I'm a little sensitive on the subject of BoS comparisons because one of the reasons that it took me so long to "get" them is the fact that, during their heyday, they were constantly compared to Sonic Youth/Glenn Branca. So I kept buying their albums, thinking "yuck, this doesn't sound anything like Sonic Youth" and setting them aside.

I didn't really start to like them until I started to listen to them as amped up guitar minimalism, which is basically the source of their sound. Here's a link to an article that Robert Poss wrote, explaining the influence of Rhys Chatham on his work. Rhys Chatham, if you haven't heard his name before, is the other guy who came up with the concept of composing for groups of electric guitars. Unlike Glenn Branca, he wasn't so big on distortion or dissonance.

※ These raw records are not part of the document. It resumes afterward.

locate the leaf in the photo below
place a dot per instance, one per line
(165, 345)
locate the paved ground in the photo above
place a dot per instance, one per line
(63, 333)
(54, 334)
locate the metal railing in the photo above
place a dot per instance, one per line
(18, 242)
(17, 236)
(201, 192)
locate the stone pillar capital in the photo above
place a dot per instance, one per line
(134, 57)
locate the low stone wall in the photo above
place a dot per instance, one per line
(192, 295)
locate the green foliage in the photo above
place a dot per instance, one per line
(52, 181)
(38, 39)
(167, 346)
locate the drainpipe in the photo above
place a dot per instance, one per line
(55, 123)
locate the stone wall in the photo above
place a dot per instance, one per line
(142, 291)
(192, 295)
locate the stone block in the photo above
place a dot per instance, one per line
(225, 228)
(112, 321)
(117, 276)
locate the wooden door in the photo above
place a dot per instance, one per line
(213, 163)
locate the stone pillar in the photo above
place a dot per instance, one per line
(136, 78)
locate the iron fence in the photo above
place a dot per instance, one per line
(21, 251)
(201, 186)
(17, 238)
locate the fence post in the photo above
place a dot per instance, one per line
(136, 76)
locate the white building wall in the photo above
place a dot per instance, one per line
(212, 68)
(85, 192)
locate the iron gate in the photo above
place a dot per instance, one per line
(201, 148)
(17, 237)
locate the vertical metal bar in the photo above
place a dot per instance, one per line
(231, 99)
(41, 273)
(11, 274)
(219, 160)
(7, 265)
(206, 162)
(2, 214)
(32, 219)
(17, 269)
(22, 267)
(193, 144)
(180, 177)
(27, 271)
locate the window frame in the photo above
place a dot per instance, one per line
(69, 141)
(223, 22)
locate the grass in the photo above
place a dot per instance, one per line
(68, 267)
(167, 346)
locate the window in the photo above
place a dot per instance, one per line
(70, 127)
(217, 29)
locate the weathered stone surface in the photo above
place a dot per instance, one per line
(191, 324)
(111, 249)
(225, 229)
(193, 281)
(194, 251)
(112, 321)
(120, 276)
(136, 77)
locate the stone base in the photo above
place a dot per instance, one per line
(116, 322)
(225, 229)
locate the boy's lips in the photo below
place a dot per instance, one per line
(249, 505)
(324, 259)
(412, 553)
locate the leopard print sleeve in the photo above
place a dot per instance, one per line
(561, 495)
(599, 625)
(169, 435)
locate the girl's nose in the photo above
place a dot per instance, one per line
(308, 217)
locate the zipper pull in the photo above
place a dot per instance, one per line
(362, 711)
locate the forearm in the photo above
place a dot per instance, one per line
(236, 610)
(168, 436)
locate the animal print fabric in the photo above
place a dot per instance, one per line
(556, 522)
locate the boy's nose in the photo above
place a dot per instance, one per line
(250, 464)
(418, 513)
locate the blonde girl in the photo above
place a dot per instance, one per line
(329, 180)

And here's an example of Rhys Chatham's music. This is a piece called Die Donnergötter which saw a US release on the then Gerard Cosloy stewarded Homestead label, strangely enough. You know how Great Plains sang "You like almost everything that comes out on Homestead." Well, Die Donnergötter might be one of those "almost" albums that didn't click with the new wave girls or the punk rock boys. (Sorry dial-up people: it's 40Mb and worth every Mb.)

It's currently found most easily on a box set of Chatham's work called An Angel Moves Too Fast To See that came out in 2003 (I'm not sure if it's still in print, but used copies are easy to find).

Die Donnergötter doesn't exactly sound like BoS, in part because Chatham uses much cleaner guitar tones than Poss. In a weird way, it's almost like a cross between the Feelies and Neu (it takes a couple minutes to hit its groove, so you won't notice the Feelies/Neu thing if you don't listen past the intro). Nonetheless, you can definitely hear similarities between Poss and Chatham in the way multiple guitar parts are being put together (and Poss played in the Die Donnergotter ensemble). Band Of Susans covered one Chatham composition during their career, with a neat take on a pretty important (and listenable, considering it involves one note) piece called Guitar Trio.

The last time I wrote about Band of Susans I posted a few tracks from their last and probably best album Here Comes Success, and a Peel Sessions version of a song called Hope Against Hope. Here's the version of Hope Against Hope from their first album (slightly different, though not in any important way, from the version on their first EP). I have issues with the drum sound, but it's still a great song that sounds better and better the louder you play it. It has vocals, but they don't start for a minute or so. Be patient!

Oh and the sound on the live show is pretty good, surprisingly. The vocals are kind of low in the mix, but this is one band where that's not much of a problem.